At least one of his potential Republican challengers is backing the effort. Rep. Evan Jenkins is an original co-sponsor of the House companion introduced by fellow West Virginia GOP Rep. David McKinley.
“When our miners went down into the mines, they were made a promise: When you retire, you’ll have a good pension and healthcare benefits. I was proud to help secure a fix to permanently protect their health care, and now we need to do the same for their pensions,” Jenkins said in a statement. “The American Miners Pension Act ensures our nation will keep the promise made to our retired miners, their families and their widows.”
While Jenkins did not attend the rollout on the Senate side, Republican Sen. Shelley Moore Capito was there with Manchin, along with McKinley and Democratic Reps. Donald Norcross of New Jersey and Peter Welch of Vermont.
Welch’s involvement in miner labor issues might be the most unexpected, but he has fully embraced the cause as the lead House Democrat on the bill.
“I’m from Vermont, and we don’t have coal, but we do have electricity, and it’s the coal miners and their moms and dads and their grandparents who have kept the lights on for us in Vermont for generations,” Welch said. “The only people I’ve met who work as hard as the coal miners are dairy farmers in Vermont.”
McKinley even brought Welch to tour the Harrison County Mine in 2015.
“We got down there, about 1,000 feet down, two and a half miles in. … And somebody decided they’d have a little fun with somebody from Vermont, and they turned all the lights out,” Welch said. “I’m still in recovery.”
During his presidential campaign and since taking office, Trump has made repeated direct appeals to the coal miners and others in Appalachia.
“I love the miners” has been a familiar phrase of the president, but Capito and the other advocates for the UMWA miner pensions conceded they have a battle ahead, perhaps most notably with the delegation from Wyoming.
Senate Budget Chairman Michael B. Enzi and other Wyoming members have long opposed proposals to use funds paid into the Abandoned Mine Land trust for the pensions, which could lead to money flowing from coal producers in the West to pensions for retired miners back east.
A spokesman for Senate Majority Leader Mitch McConnell of Kentucky, who ultimately decided to legislatively split off health care benefits for the coal miners from the pension liabilities, indicated the leader would favor addressing the issues with the unionized miner pensions as part of a more comprehensive approach to overhauling troubled multi-employer pensions.
The health care benefits were protected as part of the omnibus spending bill that became law in May.

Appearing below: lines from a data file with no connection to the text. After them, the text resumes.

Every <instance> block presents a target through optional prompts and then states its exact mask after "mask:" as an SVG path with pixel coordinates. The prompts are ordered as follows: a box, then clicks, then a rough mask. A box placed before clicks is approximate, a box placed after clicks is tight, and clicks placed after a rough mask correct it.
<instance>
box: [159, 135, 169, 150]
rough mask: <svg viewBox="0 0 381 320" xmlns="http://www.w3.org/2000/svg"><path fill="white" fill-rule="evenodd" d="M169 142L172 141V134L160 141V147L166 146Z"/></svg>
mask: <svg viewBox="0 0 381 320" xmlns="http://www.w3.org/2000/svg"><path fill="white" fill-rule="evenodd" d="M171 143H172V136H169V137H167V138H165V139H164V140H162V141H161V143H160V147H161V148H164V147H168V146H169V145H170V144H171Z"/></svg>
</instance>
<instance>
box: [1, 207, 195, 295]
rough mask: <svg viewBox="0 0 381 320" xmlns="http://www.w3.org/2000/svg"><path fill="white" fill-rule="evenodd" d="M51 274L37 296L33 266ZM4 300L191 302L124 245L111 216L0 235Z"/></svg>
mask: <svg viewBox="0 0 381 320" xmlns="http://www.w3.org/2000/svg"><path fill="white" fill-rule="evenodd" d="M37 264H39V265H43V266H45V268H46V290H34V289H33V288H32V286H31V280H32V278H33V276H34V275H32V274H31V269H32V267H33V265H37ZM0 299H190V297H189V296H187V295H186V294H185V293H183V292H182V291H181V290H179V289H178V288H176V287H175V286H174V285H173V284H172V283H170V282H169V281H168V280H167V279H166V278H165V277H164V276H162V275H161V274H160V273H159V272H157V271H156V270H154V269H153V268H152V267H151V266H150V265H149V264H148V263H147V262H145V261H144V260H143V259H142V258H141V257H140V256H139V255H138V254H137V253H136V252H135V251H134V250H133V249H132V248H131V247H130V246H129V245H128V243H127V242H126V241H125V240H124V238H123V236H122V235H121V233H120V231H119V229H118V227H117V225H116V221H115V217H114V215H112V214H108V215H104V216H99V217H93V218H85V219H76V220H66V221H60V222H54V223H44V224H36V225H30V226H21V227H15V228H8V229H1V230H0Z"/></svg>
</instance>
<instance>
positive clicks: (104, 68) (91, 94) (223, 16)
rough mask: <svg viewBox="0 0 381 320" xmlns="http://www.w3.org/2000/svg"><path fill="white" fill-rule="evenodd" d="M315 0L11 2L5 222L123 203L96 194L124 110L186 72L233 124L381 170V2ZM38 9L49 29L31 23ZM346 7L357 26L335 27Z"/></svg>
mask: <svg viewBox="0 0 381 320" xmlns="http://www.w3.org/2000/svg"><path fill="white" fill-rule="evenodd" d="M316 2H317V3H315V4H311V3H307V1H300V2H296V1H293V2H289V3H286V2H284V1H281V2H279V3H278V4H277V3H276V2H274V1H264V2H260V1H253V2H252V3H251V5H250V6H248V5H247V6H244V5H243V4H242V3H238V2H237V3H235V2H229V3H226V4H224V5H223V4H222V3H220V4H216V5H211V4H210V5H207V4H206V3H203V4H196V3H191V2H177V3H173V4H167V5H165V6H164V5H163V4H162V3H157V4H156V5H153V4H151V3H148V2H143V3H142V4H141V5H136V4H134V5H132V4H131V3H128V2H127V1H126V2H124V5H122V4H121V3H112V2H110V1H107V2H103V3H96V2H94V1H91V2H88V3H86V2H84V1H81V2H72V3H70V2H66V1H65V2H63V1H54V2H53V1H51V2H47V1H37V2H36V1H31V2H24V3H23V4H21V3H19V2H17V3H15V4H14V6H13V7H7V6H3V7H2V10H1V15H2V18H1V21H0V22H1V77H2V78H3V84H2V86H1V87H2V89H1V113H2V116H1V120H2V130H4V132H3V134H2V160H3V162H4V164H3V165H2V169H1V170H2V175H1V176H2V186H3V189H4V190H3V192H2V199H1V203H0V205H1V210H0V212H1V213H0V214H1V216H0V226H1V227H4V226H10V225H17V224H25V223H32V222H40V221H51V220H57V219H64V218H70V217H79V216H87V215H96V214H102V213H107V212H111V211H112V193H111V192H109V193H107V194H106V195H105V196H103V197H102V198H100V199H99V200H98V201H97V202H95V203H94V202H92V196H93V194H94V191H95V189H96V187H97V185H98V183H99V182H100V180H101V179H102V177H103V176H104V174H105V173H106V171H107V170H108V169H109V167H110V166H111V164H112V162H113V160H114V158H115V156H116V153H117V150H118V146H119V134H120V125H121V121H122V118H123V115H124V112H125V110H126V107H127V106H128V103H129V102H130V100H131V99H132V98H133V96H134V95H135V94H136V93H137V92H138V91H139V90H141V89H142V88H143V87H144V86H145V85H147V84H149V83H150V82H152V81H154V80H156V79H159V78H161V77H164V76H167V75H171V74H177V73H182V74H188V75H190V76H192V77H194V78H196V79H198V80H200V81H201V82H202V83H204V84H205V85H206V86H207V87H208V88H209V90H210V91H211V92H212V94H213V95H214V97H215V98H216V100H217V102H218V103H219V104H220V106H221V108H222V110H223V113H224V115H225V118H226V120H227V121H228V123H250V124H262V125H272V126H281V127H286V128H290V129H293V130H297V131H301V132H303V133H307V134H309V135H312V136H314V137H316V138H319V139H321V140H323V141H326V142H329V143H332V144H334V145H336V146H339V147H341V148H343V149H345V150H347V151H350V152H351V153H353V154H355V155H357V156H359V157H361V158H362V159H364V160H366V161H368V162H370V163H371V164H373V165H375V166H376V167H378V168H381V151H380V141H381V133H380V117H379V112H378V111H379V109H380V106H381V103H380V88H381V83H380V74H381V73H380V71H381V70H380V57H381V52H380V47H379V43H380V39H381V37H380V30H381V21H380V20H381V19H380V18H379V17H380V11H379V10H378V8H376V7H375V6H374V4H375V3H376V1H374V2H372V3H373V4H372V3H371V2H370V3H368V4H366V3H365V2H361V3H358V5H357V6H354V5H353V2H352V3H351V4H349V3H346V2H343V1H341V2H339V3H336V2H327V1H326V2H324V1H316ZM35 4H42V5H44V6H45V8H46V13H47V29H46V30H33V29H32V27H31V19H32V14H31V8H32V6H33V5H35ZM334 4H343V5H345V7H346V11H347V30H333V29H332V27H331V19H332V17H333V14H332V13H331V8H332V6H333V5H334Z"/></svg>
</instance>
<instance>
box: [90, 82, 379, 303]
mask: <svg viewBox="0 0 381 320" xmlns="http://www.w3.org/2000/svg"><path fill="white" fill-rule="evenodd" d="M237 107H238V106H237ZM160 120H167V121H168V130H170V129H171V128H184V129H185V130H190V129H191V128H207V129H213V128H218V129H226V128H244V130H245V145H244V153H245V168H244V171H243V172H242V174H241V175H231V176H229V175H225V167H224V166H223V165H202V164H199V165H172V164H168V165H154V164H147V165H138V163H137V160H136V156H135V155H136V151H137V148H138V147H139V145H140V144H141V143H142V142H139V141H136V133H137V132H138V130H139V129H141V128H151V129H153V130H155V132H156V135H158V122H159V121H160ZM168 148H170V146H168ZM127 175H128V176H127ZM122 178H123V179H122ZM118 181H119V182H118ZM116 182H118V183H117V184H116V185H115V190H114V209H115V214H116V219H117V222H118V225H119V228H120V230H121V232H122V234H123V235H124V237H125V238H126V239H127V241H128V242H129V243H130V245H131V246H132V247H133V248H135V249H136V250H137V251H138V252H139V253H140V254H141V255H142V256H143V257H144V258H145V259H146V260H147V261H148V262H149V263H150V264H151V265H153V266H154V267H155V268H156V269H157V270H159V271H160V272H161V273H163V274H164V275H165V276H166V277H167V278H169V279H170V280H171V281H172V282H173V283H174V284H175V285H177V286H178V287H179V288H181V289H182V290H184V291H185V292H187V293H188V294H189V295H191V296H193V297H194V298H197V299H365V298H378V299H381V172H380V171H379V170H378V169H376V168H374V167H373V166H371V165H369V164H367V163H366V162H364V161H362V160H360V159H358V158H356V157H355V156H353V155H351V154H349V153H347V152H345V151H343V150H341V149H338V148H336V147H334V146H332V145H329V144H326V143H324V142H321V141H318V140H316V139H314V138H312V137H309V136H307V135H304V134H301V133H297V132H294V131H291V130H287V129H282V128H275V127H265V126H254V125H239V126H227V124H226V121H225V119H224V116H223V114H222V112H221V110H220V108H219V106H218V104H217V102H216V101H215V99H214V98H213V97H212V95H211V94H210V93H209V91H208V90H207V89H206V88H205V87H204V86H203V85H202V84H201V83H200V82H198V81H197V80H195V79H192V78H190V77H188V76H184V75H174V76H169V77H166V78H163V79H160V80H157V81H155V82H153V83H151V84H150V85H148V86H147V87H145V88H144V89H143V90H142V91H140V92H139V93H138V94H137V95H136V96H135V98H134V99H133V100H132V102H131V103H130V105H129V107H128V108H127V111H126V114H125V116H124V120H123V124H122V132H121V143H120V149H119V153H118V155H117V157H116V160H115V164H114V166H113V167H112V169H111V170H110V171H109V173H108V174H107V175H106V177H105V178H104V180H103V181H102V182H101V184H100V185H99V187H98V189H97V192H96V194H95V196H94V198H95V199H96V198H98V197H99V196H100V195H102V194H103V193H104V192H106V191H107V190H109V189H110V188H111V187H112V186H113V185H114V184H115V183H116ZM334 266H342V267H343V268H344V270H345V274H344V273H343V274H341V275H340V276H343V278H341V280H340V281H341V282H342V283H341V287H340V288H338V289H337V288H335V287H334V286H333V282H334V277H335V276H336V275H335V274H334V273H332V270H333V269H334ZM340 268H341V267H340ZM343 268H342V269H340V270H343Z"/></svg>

But supporters of the proposal released Tuesday said the miners had a unique agreement with the federal government dating back to 1946, under a deal reached when President Harry Truman was in office. Manchin said the UMWA has a rightful claim to the front of the line.
And Capito said that even though the payments may seem like a relatively small amount of money, they were incredibly valuable to the beneficiaries.
“We all know prices are going up on just about everything, and that $500 a month is significant when you talk about food or gasoline for their cars, maybe trips back and forth to church. Things that are important to families all across this nation,” she said.